In ieder geval voor kwantumapparaten die nu in ontwikkeling zijn of op de tekentafel liggen, het vermogen om deze simulaties uit te voeren is nu een kwestie geworden van de hoeveelheid computerbronnen die economisch kan worden verkregen en niet van de vraag of de simulaties fysiek kunnen worden uitgevoerd. Bijvoorbeeld, in het geval van onze 56-qubit-simulatie, een volledige simulatie werd niet uitgevoerd, simpelweg omdat onze tijdsbesteding op Vulcan op was. Het lijdt geen twijfel dat een volledige 56-qubit korte-diepte circuitsimulatie nu fysiek kan worden uitgevoerd. Evenmin worden de looptijden van deze simulaties fysiek beperkt door de beschikbare middelen op geïsoleerde computersystemen. Omdat segmentberekeningen beschamend parallel kunnen lopen, ze kunnen worden gedistribueerd over netwerken van losjes gekoppelde systemen met minimale communicatie, waardoor een sterke schaalbaarheid kan worden bereikt tot aan het aantal slices. Op cloud gebaseerde kwantumsimulatie kan het uiteindelijk mogelijk maken om vrij grote kwantumcircuits te simuleren.

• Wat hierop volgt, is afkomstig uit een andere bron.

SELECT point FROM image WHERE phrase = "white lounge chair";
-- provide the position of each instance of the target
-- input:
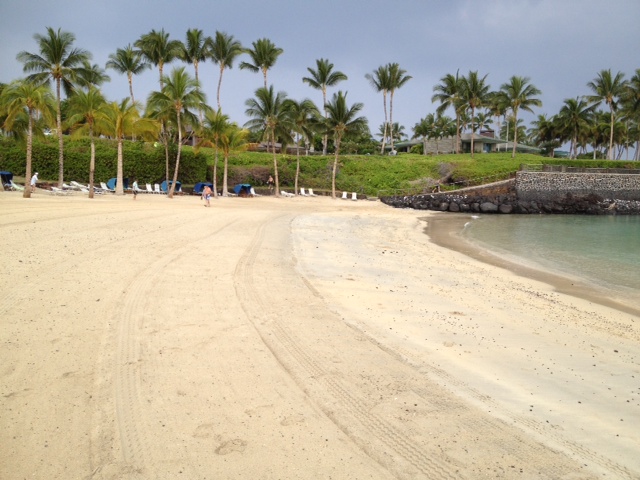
(59, 191)
(105, 188)
(17, 187)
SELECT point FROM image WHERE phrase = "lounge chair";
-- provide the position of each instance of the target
(105, 188)
(15, 186)
(59, 191)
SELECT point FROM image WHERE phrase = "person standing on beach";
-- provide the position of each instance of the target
(34, 180)
(206, 194)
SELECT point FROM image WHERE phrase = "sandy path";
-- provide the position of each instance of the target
(293, 338)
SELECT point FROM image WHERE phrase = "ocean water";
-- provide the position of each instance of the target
(603, 251)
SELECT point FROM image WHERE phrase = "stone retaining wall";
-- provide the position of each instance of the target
(549, 186)
(539, 192)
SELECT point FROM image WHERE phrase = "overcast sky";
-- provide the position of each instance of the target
(560, 44)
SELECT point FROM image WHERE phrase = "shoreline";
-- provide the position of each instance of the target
(445, 231)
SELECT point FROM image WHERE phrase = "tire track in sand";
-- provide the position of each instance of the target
(139, 459)
(376, 436)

Betekent dit dat we geen echte kwantumcomputers nodig hebben? Helemaal niet. We zullen ze absoluut nodig hebben! Afhankelijk van de specifieke toepassing, we hebben fysieke kwantumcomputers nodig om berekeningen uit te voeren die ofwel te veel geheugen nodig hebben, of te veel verwerkingskracht om economisch te worden uitgevoerd op klassieke computers. En, op een gegeven moment, we zullen echt bewijs hebben dat kwantumcomputers een voordeel zullen hebben ten opzichte van klassieke computers voor sommige praktische toepassingen, in een zeer reële zin.

Dit is geen kunstmatige notie van 'kwantum suprematie'. Liever, we bevinden ons nu in een periode waarin we kwantumklaar worden om volledig te profiteren van de kwantumhardware, software- en engineeringmogelijkheden die we online zetten. Simulatie is al een integraal onderdeel van deze quantum-ready fase.

IBM heeft toegang tot simulatoren en daadwerkelijke hardware van vijf en 16 qubits beschikbaar gesteld als onderdeel van de IBM Q-ervaring, die middelen biedt om mee te leren en te experimenteren. We hebben ook een kwantum SDK, of Quantum Information Software Kit (QISKit) om het bouwen van circuits eenvoudig te maken. Voor meer informatie over hoe u aan de slag kunt gaan, we hebben Jupyter-notebookvoorbeelden op github gegeven.

Naarmate de apparaattechnologie vordert, we gaan een periode van kwantumvoordeel in waarin een breed scala aan ondernemingen, wetenschappers en ingenieurs zullen ten volle gebruik maken van de hardware en de kracht van quantum computing om steeds moeilijkere en complexere problemen op te lossen. Tijdens deze kwantumvoordeelfase, geavanceerde simulatiemogelijkheden zullen nodig zijn om zowel het onderzoek naar en de ontwikkeling van nieuwe kwantumalgoritmen als de vooruitgang van de apparaattechnologie zelf te ondersteunen.